Sultan Al Jaber, the chief executive of the Abu Dhabi National Oil Company, said publicly on Wednesday's Atlantic Council livestream that the United Arab Emirates' West-East Pipeline — the planned crude bypass that would route oil from Abu Dhabi's western fields directly to Fujairah on the Gulf of Oman, sidestepping the Strait of Hormuz — is "almost 50%" complete. [1] On the same panel, Al Jaber acknowledged for the first time in public that ADNOC facilities had been "directly targeted" during the war. The two statements, delivered ninety seconds apart on the same livestream, give the company an attributable percentage on the build and an attributable acknowledgment on the damage. Saturday's tape has both numbers it lacked Friday morning.
The paper's Wednesday account of the Iran-drawn Hormuz boundary in coordinates framed the West-East Pipeline as the physical counterparty answer to the Iranian Revolutionary Guard's monetization regime. The frame had a geographic logic but no number. Al Jaber's "almost 50%" supplies the number. The bypass is no longer described in directional terms ("under construction") but in fractional terms ("almost half"). The structural geometry of the Hormuz arrangement now has a physical mid-point that lines up with the diplomatic mid-point of the Iran-Oman toll negotiation. Both are at the same stage, on the same Saturday.

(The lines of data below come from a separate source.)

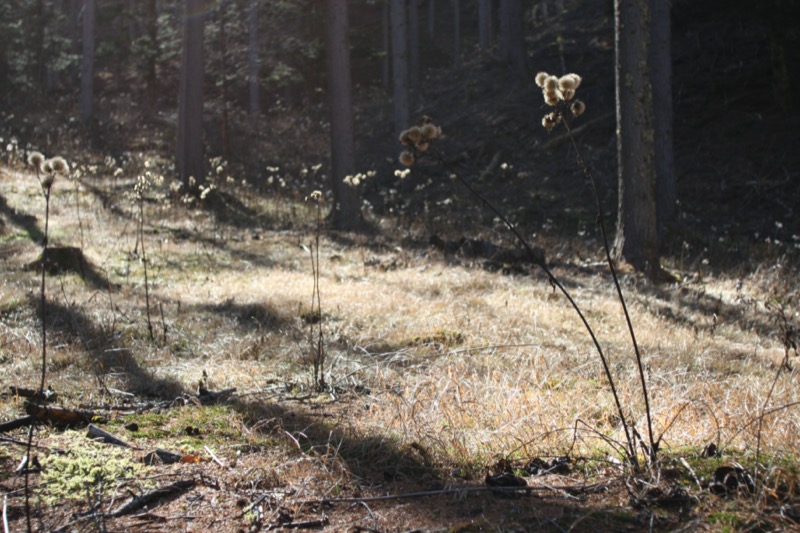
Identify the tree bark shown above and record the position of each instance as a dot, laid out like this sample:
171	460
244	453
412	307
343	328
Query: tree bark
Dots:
661	81
637	236
87	61
512	35
346	212
456	32
253	62
151	79
400	65
189	156
485	24
413	44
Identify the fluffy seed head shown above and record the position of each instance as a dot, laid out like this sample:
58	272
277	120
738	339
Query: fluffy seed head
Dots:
567	82
35	159
407	158
430	132
551	97
47	180
60	166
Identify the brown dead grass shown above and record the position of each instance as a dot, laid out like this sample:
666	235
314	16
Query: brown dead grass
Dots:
455	367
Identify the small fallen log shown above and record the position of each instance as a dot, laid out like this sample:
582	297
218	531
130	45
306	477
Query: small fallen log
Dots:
61	416
16	423
158	457
101	435
48	395
137	502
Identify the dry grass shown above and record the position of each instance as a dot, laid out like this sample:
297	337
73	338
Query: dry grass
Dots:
460	366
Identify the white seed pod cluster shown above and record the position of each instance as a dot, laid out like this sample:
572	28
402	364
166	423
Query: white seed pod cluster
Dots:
418	139
560	93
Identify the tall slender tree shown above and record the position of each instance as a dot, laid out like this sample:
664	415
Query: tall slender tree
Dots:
87	62
253	62
484	24
189	153
346	212
636	238
402	111
661	81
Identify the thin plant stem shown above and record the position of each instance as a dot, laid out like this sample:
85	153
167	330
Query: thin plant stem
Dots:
601	222
27	463
556	283
144	262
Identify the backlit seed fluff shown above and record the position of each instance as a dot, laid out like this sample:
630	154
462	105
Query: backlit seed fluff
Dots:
551	97
60	166
567	82
407	158
430	132
35	159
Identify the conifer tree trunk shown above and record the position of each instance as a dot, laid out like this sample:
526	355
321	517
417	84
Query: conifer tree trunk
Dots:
661	81
485	24
253	62
87	62
189	156
151	23
636	239
400	65
345	213
456	32
413	44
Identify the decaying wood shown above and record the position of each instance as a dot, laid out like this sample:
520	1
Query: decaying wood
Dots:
61	416
97	434
45	396
165	457
152	496
16	423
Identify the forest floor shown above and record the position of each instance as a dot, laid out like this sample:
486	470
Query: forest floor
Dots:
452	366
441	375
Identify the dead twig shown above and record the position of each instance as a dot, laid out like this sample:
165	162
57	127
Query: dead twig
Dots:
152	496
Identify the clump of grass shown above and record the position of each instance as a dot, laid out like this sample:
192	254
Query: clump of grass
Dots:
46	172
558	93
315	330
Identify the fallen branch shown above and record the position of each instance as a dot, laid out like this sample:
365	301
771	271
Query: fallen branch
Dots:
152	496
61	416
100	435
45	396
16	423
579	489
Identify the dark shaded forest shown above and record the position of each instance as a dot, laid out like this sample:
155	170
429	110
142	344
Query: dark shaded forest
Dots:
399	265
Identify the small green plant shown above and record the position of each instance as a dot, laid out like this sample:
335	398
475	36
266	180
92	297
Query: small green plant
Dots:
559	93
87	472
315	334
46	172
144	182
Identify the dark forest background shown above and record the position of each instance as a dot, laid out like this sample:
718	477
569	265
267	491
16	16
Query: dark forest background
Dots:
735	73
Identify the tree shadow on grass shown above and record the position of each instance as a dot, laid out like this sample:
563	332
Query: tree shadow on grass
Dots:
105	353
23	220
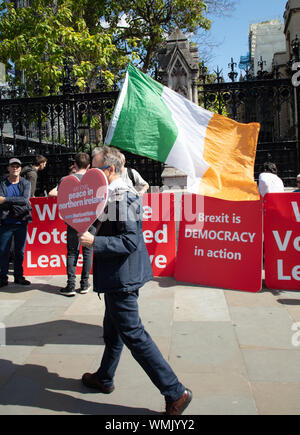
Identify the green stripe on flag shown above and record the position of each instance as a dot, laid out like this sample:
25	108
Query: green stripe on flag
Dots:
145	125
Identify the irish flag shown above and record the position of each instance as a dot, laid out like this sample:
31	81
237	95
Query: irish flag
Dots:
216	153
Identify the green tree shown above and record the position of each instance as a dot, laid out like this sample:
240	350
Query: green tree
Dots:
39	38
143	25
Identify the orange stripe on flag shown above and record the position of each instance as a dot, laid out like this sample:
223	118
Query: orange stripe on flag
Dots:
230	149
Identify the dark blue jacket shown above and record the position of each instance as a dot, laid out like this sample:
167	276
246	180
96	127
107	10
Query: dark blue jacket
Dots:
121	261
17	207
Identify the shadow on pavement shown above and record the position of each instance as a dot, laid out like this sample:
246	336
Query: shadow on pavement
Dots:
54	332
30	386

The "directly targeted" admission is the second receipt, and it is the one the company has historically avoided. ADNOC has carried wartime exposure quietly through its disclosure cadence — its 2025 annual report did not name strike incidents on its facilities, and its Q1 2026 trading update referenced "operational disruptions" without specifying cause. The Atlantic Council livestream is a different forum. Al Jaber's acknowledgment in that forum names what the company's filings did not. The May 8 attack on Lavan Island, the April Saudi Air Force operations against Iran that AP, Reuters, and WSJ have quadruple-sourced — the wartime tape that ran adjacent to ADNOC's own facilities has its first CEO-level confirmation of company-side exposure.
The pipeline's structural geometry matters for what it does to the Hormuz problem. The West-East Pipeline, when complete, would route up to 1.5 million barrels per day from Abu Dhabi's western Habshan complex to Fujairah's storage and loading terminals on the Gulf of Oman. Combined with the existing 1.5 mb/d Habshan-Fujairah Pipeline, the bypass capacity could reach 3 mb/d, against the UAE's 2025 export profile of approximately 3.2 mb/d. [2] At "almost 50%" complete and on the accelerated 2027 timeline Sheikh Khaled directed on May 15 [3], the new pipeline is structurally on track to deliver bypass capacity into 2027 that approximates UAE export volume. The diplomatic-physical convergence is the structural reading: Iran has built a toll regime that produces revenue, and the UAE is building a bypass that produces sovereignty.
The geography is the point Al Jaber's number makes visible. The bypass does not eliminate Iranian leverage over Hormuz transit. It removes one major exporter — the UAE — from the leverage. Saudi Arabia retains the Petroline (East-West Pipeline) running from Abu Qaiq to Yanbu, which has 5 mb/d capacity and has been operational since 1981. Saudi Arabia is therefore the GCC exporter with the longest-standing Hormuz alternative. The UAE is closing in on the second slot. The other GCC states — Qatar (LNG), Kuwait, Bahrain — have no comparable bypass infrastructure and continue to depend on Strait transit. The structural map the bypass produces is a two-tier Gulf: states with alternatives and states without.
The Atlantic Council venue itself is worth naming. Al Jaber chose to make both admissions — the percentage and the targeted acknowledgment — at an American-policy livestream rather than at a UAE state press conference or an OPEC plenary. The forum signals to which audience the company wants the disclosures read. American policy circles will register the bypass percentage as the structural answer to the Iranian toll regime; they will register the "directly targeted" admission as the structural justification for the bypass. The two readings reinforce each other. Iran's toll has produced its physical counter, and the company building the counter just said publicly why.
What the next ten days will tell us: whether the Saudi Aramco side issues comparable Petroline utilization updates; whether the Qatar Energy side acknowledges its lack of equivalent bypass; whether the European maritime insurance market reprices Hormuz transit insurance with the bypass capacity rendered explicit. The first signal will probably come from the insurance market — the underwriting actuaries who price war-risk premiums on tanker transit work on weekly tape, and the West-East Pipeline percentage is the kind of variable that resets the model. The structural reading is that Hormuz is no longer a binary chokepoint. It is a two-tier asymmetric chokepoint, and the UAE just moved itself further into the upper tier on a Wednesday livestream that the Saturday tape is still digesting.